Nathan Stern est sociologue de formation. Depuis maintenant dix ans, il essaie de tisser des liens, entre les publics, les générations, les milieux, les quartiers…

Je voudrais partager avec vous une conviction que j’ai, qui est forte, sur l’engagement et pour faire comprendre mon point de vue, je vais commencer par quelques mots de moi et de mon expérience. Je me définis comme un ingénieur social. Mon métier consiste à susciter de nouvelles solidarités, à donner envie aux gens de se rapprocher les uns des autres, dans différents contextes sociaux : l’entreprise, la famille, l’école, etc. Pour illustrer, voici trois de mes réalisations, la première a dix ans, la deuxième cinq ans, la troisième est toute récente :

Pour commencer, Peuplade, un réseau social local lancé en 2003, qui a permis à tout un tas de gens de se connaître entre voisins, dans le cadre de pots de quartier, de pétanques parfois un peu arrosées, de repas chez des particuliers. Peuplade a donné lieu à projets d’intérêt général, une maison de quartier autofinancée par exemple, des fêtes qui durent une partie de la nuit, beaucoup de pots de quartiers et sur cette base-là des histoires d’amour, des bébés, des amitiés improbables mais souvent durables…

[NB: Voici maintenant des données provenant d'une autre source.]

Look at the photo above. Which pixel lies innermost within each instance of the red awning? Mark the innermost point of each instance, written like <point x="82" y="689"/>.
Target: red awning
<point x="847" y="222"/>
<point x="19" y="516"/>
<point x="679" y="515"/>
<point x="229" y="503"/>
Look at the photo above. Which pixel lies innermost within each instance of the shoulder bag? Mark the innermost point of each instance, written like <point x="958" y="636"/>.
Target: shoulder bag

Voisin-Âge : la deuxième initiative que j’ai conçue il y a cinq ans pour les petits frères des Pauvres, consiste à mettre en relation des personnes âgées isolées avec leurs voisins. Tout l’intérêt du projet repose sur les nouvelles manières de tisser du lien puisqu’on y voit des couples qui « voisinent » ensemble des personnes âgées, des femmes avec leur fille, des femmes âgées qui s’occupent de leur mère encore plus âgée, à distance, etc. A chaque fois, l’enjeu est de retisser le lien autour des personnes âgées isolées du quartier et de susciter de nouvelles formes d’engagement qui brouillent un peu les lignes entre vie privée, vie bénévole, etc.

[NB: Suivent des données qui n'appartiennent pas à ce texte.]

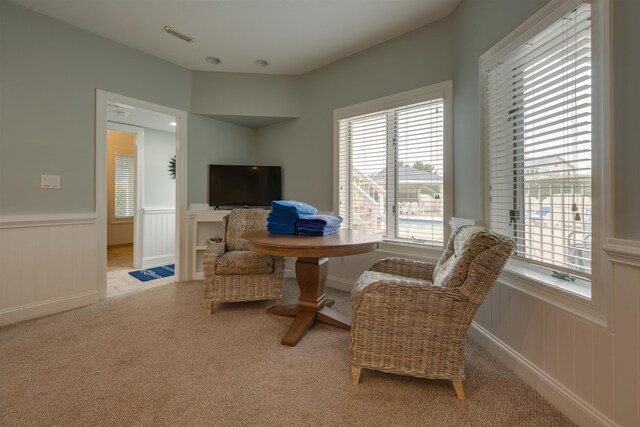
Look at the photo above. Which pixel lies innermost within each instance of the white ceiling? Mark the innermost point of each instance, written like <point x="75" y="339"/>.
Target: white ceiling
<point x="295" y="36"/>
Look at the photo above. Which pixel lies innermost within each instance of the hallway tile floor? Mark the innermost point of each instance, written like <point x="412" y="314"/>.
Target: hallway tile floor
<point x="119" y="281"/>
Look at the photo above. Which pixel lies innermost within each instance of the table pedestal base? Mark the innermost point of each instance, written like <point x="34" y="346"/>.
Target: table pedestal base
<point x="312" y="305"/>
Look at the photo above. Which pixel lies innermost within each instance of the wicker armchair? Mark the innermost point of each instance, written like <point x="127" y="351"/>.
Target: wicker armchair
<point x="411" y="317"/>
<point x="233" y="273"/>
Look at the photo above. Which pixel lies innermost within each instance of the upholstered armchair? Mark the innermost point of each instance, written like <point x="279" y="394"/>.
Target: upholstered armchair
<point x="411" y="317"/>
<point x="234" y="273"/>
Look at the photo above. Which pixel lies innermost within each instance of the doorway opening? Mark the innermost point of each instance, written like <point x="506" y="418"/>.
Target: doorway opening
<point x="140" y="203"/>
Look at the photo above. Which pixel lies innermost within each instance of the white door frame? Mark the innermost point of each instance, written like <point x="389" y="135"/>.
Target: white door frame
<point x="139" y="183"/>
<point x="102" y="99"/>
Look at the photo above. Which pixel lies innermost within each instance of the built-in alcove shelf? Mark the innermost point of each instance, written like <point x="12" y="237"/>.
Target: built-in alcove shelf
<point x="204" y="224"/>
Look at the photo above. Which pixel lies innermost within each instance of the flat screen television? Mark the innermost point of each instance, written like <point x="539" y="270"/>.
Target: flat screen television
<point x="235" y="185"/>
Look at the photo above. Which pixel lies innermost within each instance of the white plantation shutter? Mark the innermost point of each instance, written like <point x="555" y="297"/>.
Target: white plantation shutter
<point x="539" y="133"/>
<point x="124" y="185"/>
<point x="391" y="172"/>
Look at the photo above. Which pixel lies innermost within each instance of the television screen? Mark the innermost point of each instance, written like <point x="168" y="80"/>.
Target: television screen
<point x="233" y="185"/>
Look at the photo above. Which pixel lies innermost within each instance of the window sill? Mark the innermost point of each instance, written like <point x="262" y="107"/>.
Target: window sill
<point x="422" y="252"/>
<point x="574" y="297"/>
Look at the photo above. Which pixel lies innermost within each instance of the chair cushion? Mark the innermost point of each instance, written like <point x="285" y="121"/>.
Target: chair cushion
<point x="244" y="262"/>
<point x="241" y="221"/>
<point x="369" y="277"/>
<point x="464" y="246"/>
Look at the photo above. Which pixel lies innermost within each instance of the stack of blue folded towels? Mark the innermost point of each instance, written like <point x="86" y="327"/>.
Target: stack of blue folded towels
<point x="285" y="214"/>
<point x="318" y="225"/>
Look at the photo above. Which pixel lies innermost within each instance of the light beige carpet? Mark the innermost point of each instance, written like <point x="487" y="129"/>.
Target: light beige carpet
<point x="157" y="358"/>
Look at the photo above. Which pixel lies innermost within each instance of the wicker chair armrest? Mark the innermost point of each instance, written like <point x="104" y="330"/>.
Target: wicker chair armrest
<point x="210" y="259"/>
<point x="405" y="267"/>
<point x="278" y="265"/>
<point x="418" y="309"/>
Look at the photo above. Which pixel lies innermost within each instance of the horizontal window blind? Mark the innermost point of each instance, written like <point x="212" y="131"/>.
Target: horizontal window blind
<point x="538" y="132"/>
<point x="124" y="185"/>
<point x="391" y="172"/>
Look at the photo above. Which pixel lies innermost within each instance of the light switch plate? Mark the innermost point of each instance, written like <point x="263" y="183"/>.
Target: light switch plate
<point x="50" y="181"/>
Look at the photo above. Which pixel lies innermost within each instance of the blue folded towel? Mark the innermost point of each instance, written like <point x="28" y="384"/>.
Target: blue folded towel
<point x="324" y="232"/>
<point x="293" y="206"/>
<point x="285" y="214"/>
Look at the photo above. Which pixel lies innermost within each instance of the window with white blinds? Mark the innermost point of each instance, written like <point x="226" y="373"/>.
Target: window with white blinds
<point x="124" y="185"/>
<point x="538" y="133"/>
<point x="391" y="171"/>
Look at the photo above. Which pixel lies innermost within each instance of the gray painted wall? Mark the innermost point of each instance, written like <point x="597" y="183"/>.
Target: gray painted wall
<point x="626" y="53"/>
<point x="243" y="94"/>
<point x="476" y="27"/>
<point x="447" y="49"/>
<point x="49" y="72"/>
<point x="304" y="146"/>
<point x="159" y="188"/>
<point x="215" y="142"/>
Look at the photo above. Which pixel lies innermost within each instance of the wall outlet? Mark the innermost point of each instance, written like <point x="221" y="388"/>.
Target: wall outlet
<point x="50" y="181"/>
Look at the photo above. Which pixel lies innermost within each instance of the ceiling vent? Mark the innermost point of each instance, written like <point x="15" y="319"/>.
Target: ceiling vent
<point x="167" y="29"/>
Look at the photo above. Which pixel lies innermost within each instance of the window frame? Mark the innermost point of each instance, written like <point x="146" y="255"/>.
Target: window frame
<point x="524" y="276"/>
<point x="442" y="90"/>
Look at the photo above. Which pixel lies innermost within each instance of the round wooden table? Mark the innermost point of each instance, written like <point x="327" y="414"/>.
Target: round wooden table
<point x="312" y="267"/>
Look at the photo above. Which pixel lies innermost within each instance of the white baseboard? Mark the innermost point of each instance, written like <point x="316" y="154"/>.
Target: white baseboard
<point x="570" y="404"/>
<point x="339" y="284"/>
<point x="158" y="261"/>
<point x="45" y="308"/>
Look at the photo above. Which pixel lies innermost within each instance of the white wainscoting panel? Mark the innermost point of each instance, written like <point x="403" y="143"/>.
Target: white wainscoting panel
<point x="589" y="372"/>
<point x="48" y="264"/>
<point x="158" y="237"/>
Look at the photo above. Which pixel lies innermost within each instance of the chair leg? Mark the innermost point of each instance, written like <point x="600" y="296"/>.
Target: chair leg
<point x="355" y="374"/>
<point x="457" y="385"/>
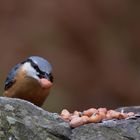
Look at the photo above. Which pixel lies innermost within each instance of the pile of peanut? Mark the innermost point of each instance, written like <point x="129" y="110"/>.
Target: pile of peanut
<point x="92" y="115"/>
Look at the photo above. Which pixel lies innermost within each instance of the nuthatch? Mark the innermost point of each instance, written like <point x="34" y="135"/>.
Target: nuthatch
<point x="30" y="80"/>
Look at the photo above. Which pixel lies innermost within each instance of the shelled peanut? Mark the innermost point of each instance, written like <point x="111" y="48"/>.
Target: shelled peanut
<point x="92" y="115"/>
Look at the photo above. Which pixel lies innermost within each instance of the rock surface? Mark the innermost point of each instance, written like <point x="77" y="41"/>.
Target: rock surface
<point x="21" y="120"/>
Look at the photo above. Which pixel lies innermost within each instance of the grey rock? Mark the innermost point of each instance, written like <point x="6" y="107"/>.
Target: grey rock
<point x="21" y="120"/>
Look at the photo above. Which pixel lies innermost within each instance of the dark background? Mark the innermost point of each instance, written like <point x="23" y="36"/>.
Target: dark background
<point x="94" y="47"/>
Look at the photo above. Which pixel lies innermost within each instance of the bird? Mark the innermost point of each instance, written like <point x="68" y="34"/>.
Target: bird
<point x="30" y="80"/>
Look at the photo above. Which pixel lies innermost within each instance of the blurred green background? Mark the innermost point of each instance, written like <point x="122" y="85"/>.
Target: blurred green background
<point x="94" y="47"/>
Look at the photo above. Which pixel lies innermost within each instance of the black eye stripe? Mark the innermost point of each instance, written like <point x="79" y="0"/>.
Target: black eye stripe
<point x="41" y="74"/>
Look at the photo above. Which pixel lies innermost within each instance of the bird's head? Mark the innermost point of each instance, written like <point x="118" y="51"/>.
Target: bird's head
<point x="29" y="77"/>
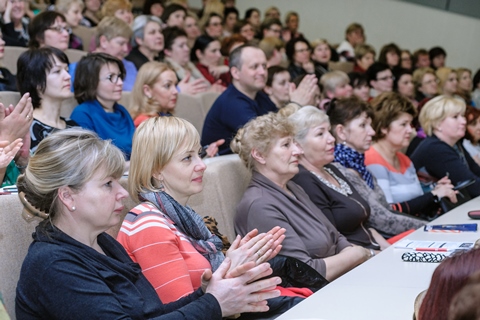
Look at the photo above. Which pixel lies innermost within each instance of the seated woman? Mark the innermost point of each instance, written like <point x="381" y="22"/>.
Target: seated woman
<point x="266" y="146"/>
<point x="395" y="173"/>
<point x="44" y="74"/>
<point x="80" y="197"/>
<point x="98" y="87"/>
<point x="351" y="121"/>
<point x="207" y="57"/>
<point x="49" y="28"/>
<point x="147" y="40"/>
<point x="326" y="186"/>
<point x="441" y="153"/>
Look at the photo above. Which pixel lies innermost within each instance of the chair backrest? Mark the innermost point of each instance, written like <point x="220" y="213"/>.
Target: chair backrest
<point x="15" y="238"/>
<point x="9" y="98"/>
<point x="224" y="183"/>
<point x="10" y="57"/>
<point x="75" y="55"/>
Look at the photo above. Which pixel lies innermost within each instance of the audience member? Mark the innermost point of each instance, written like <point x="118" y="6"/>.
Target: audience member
<point x="98" y="87"/>
<point x="267" y="147"/>
<point x="44" y="74"/>
<point x="351" y="120"/>
<point x="243" y="99"/>
<point x="147" y="40"/>
<point x="326" y="186"/>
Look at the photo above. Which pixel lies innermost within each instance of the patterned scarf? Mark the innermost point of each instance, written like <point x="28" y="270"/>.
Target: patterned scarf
<point x="350" y="158"/>
<point x="191" y="225"/>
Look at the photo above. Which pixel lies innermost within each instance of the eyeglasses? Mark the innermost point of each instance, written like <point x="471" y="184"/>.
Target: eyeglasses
<point x="386" y="78"/>
<point x="113" y="78"/>
<point x="60" y="29"/>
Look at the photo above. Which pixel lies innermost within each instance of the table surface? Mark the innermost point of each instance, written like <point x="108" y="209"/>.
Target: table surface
<point x="383" y="287"/>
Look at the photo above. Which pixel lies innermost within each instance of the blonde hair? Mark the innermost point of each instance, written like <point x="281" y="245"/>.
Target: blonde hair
<point x="305" y="119"/>
<point x="442" y="75"/>
<point x="62" y="6"/>
<point x="259" y="134"/>
<point x="49" y="168"/>
<point x="111" y="6"/>
<point x="111" y="27"/>
<point x="163" y="137"/>
<point x="148" y="75"/>
<point x="437" y="109"/>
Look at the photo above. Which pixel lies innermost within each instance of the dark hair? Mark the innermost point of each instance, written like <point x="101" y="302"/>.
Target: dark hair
<point x="387" y="107"/>
<point x="229" y="10"/>
<point x="32" y="68"/>
<point x="344" y="110"/>
<point x="290" y="46"/>
<point x="358" y="79"/>
<point x="147" y="6"/>
<point x="447" y="279"/>
<point x="272" y="71"/>
<point x="201" y="43"/>
<point x="172" y="33"/>
<point x="87" y="75"/>
<point x="398" y="74"/>
<point x="250" y="11"/>
<point x="375" y="69"/>
<point x="42" y="22"/>
<point x="171" y="9"/>
<point x="391" y="47"/>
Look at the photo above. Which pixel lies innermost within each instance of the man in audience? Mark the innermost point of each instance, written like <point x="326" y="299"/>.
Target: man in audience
<point x="380" y="79"/>
<point x="113" y="36"/>
<point x="421" y="58"/>
<point x="243" y="99"/>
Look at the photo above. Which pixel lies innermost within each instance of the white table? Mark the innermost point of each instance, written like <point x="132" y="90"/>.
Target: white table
<point x="383" y="287"/>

Enfin, tout récemment, j’ai lancé « J’aime Belleville ». L’idée est de mettre en place une ligne collaborative téléphonique, animée par des habitants de Belleville, le symbole du melting-pot à Paris. Une ligne téléphonique par des bellevillois, pour des bellevillois. Qu’on soit malvoyant, en fauteuil roulant, âgé et loin d’internet ou qu’on soit jeune, cultivé, riche et bien-portant, l’idée est qu’on puisse, sur un simple coup de fil, communiquer avec quelqu’un qui est peut-être à trente mètres de soi et qu’irrésistiblement on se dise qu’on va tisser le lien. Ca démarre tout juste, pour l’instant nous avons reçu un appel. Mais je vais tenir bon et, comme toujours, en écoutant les uns et les autres, j’espère réussir à faire que ça marche.

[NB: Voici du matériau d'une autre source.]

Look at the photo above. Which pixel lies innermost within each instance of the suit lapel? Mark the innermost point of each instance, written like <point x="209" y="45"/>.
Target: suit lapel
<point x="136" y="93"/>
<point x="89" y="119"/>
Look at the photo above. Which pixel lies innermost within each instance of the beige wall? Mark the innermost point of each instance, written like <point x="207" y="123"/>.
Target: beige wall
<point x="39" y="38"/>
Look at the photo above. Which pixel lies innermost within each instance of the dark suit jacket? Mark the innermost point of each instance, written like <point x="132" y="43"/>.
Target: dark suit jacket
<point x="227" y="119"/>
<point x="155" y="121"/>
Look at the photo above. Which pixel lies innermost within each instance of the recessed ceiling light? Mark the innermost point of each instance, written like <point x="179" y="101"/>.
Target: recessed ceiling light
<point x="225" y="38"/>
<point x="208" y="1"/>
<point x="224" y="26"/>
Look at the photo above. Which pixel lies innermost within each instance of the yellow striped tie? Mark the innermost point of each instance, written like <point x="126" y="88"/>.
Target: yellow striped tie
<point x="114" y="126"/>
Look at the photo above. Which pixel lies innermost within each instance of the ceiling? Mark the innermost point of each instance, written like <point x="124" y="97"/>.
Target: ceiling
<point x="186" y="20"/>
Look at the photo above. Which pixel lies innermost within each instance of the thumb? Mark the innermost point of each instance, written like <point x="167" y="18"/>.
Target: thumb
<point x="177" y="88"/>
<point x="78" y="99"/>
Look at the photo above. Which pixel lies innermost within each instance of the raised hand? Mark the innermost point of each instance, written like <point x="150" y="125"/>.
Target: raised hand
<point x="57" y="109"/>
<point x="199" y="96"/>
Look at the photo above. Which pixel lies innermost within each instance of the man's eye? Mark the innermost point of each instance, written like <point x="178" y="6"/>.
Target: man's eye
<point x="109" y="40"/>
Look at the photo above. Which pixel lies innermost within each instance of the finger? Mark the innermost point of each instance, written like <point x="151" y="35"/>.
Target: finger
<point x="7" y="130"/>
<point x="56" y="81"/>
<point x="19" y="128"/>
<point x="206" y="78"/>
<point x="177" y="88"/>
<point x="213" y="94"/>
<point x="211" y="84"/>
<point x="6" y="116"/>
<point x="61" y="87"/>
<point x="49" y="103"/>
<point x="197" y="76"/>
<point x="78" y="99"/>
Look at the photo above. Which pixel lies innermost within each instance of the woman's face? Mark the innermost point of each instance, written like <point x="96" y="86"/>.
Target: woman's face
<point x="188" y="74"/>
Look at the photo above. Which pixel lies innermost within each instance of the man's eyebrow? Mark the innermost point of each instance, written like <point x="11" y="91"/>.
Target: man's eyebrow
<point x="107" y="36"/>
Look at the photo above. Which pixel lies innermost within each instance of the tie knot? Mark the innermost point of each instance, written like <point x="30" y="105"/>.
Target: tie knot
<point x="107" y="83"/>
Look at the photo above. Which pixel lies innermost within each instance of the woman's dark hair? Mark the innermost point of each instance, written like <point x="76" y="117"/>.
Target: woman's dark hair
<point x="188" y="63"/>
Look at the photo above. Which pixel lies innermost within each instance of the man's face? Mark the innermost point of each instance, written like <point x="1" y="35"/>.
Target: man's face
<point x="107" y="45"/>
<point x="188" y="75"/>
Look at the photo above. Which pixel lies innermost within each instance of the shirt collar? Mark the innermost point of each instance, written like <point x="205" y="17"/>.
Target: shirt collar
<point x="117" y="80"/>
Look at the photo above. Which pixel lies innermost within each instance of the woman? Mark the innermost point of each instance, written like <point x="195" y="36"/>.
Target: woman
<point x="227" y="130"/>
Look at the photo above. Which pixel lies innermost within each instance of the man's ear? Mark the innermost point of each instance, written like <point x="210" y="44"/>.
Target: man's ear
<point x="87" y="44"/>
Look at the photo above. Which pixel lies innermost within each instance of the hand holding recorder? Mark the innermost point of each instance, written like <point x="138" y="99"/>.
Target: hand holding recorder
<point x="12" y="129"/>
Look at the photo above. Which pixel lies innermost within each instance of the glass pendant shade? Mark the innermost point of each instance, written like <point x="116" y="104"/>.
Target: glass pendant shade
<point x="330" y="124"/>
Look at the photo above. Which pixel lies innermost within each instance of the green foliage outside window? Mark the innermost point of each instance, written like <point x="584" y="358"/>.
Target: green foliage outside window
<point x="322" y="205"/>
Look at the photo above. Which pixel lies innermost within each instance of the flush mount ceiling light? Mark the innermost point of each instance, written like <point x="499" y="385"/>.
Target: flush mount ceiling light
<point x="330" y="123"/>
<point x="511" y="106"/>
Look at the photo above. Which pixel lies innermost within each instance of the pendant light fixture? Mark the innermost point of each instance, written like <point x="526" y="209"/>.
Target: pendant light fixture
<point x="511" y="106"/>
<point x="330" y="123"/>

Alors en quoi consiste mon métier ? Je vais à la rencontre d’un public donné et peu à peu, j’essaie de déterminer les conditions de leur engagement. C’est beaucoup de discussions, de propositions, des allers-retours entre des maquettes et les personnes concernées. Par exemple, les hommes sont peu nombreux sur Voisin-Âge. Je suis donc allé à leur rencontre et leur ai demandé pourquoi ils ne s’inscrivaient pas. J’ai alors découvert que pour que les hommes s’engagent, il fallait qu’il y ait un but à atteindre, qu’on puisse témoigner d’une réussite, qu’il y ait des femmes, qu’on puisse assumer rapidement des responsabilités, etc. Petit à petit, je vais déterminer les conditions de l’engagement, puis je vais aller voir le public en face et poser les mêmes questions. Une fois que j’ai des réponses crédibles, je vais designer une plateforme, un poster, un jeu, etc.

Ce que j’ai appris au fil des années, c’est que l’engagement est universel. Il y a un potentiel d’engagement en chacun. Là où ça coince, c’est du côté de l’offre d’engagement, qui est assez stéréotypée. Elle prend souvent la forme d’un bénévolat dans une association, avec un engagement physique, récurrent, en général durable. Si le monde de l’engagement s’assouplissait sur le plan de ses formats, je ne doute pas que tout le monde s’engagerait.

On pourrait proposer des formes d’engagement qui répondent aux attentes variées de chacun :

  • Des engagements à durée déterminée (cinq minutes, une heure, un dimanche, une semaine) ;
  • Des engagements à fréquence variable (quand ça nous arrange, le soir, la nuit) ;
  • Des engagements qu’on socialise (avec notre moitié, nos enfants, nos voisins, d’autres célibataires). Il n’y a aucune raison d’envisager le bénévolat comme une pratique prioritairement individuelle, où l’on va isoler une personne de son environnement.
  • On peut aussi tirer partie de cette pléthore d’outils disponibles aujourd’hui, comme les smart phones, pour documenter des nids de poule, des cas de corruption, etc.

En bref, permettre aux personnes d’exprimer leur envie de s’engager autrement qu’à travers du temps ou de l’argent donné.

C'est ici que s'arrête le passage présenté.